OK wells I'm curious about more research / effort when trying to
evaluate a diff with two seprate but adjoining preprocessor directives
and if anyone has implemented an optimizaiton option to let the diff
generator join them.

For example, to let it infer that:

--- a/test.c
+++ b/test.c
@@ -10,8 +10,6 @@ int main(int argc, char *argv[])

 #ifdef FOO
a = 4;
-#endif /* FOO */
-#ifdef FOO
a = 5;
 #endif /* FOO */

is possible.

 Luis
--
To unsubscribe from this list: send the line unsubscribe git in
the body of a message to majord...@vger.kernel.org
More majordomo info at  http://vger.kernel.org/majordomo-info.html


Re: GNU diff and git diff - difference on myers algorithm?

2015-06-09 Thread Johannes Schindelin
Hi Luis,

On 2015-06-08 20:34, Luis R. Rodriguez wrote:
 Based on a cursory review of the git code I get the impression that
 GNU diff and git 'diff' do not share any code for the possible diff
 algorithms.

Indeed, Git's diff machinery is based[*1*] ofn libxdiff[*2*], not on GNU diff.

 I'm in particularly curious more about the default myers
 algorithm.

Are you looking for a freely available implementation of the Myers algorithm? 
Or are you interested in understanding it?

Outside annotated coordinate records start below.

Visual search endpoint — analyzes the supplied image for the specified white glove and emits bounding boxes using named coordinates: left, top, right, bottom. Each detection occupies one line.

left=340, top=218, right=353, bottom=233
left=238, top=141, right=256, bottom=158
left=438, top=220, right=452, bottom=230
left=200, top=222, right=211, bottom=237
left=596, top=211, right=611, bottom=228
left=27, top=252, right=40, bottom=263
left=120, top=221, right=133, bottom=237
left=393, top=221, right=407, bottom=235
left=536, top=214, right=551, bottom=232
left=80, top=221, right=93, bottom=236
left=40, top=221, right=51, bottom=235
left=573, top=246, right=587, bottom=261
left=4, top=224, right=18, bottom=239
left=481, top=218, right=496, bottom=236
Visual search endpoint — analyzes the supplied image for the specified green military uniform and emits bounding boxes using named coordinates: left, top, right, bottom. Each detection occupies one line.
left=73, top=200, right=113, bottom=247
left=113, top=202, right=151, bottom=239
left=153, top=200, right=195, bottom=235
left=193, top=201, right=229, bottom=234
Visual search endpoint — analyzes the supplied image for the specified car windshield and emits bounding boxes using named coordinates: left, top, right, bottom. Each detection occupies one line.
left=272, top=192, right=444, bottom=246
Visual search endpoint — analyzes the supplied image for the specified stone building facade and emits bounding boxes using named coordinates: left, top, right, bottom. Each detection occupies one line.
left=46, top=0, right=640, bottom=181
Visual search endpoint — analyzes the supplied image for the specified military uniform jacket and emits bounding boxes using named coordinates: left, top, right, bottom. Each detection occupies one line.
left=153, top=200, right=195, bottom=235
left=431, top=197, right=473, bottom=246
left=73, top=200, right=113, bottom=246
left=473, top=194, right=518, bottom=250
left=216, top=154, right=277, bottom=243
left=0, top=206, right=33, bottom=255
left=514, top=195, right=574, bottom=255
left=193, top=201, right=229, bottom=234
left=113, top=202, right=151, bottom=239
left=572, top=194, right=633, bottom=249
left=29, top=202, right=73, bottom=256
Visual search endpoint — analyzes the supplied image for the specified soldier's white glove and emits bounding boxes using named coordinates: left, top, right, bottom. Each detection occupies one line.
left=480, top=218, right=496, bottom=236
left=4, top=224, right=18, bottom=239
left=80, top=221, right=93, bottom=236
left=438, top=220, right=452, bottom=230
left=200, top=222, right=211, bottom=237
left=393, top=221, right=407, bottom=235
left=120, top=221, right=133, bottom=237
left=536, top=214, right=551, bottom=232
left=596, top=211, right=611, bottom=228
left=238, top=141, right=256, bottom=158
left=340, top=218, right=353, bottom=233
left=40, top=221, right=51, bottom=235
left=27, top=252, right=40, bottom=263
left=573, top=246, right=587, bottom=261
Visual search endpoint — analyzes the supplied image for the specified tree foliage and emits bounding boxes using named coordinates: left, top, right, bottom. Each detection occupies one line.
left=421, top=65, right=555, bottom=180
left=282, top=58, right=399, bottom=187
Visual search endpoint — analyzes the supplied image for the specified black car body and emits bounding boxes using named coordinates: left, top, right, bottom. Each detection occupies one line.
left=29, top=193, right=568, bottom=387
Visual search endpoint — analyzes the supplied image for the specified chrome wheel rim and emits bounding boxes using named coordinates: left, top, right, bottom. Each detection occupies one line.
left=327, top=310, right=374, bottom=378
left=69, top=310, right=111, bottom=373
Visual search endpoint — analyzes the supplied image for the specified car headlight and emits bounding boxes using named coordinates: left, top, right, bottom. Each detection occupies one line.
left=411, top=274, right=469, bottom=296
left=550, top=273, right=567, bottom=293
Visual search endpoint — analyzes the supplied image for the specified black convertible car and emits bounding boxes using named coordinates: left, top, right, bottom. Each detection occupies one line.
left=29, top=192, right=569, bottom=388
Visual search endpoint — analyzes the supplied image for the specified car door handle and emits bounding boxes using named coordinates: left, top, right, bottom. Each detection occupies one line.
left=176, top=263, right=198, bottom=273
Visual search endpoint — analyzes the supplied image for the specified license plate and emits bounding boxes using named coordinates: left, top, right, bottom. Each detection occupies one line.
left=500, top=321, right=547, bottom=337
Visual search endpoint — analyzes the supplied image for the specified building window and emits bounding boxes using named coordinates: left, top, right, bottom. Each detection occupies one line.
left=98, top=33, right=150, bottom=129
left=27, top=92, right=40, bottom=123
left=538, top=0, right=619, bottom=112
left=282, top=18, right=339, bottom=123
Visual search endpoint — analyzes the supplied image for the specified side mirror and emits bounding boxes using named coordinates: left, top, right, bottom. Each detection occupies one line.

Please note that Myers' algorithm is just one first step in most diff 
implementations (and that other diff algorithms have become popular, in 
particular because comparing strings can be accelerated by hashing the text 
lines first, and those hashes can also be used to identify matching pairs of 
unique lines, giving rise to yet another huge performance boost for typical 
uses).

The reason why Myers' algorithm is not sufficient for diff implementations is 
that it only optimizes the edit distance, i.e. the amount of added/removed 
lines, while patches should be readable, too, i.e. prefer *consecutive* edits 
to disjunct ones.

Just to mention one post-processing technique that is so useful that I 
implemented it for Git[*3*]: the patience diff algorithm of Bram Cohen (of 
BitTorrent fame) finds matching pairs of unique lines -- think of a function 
from which another function is refactored, for example, intuitively you want 
the diff to keep the signature of the original function as a context line.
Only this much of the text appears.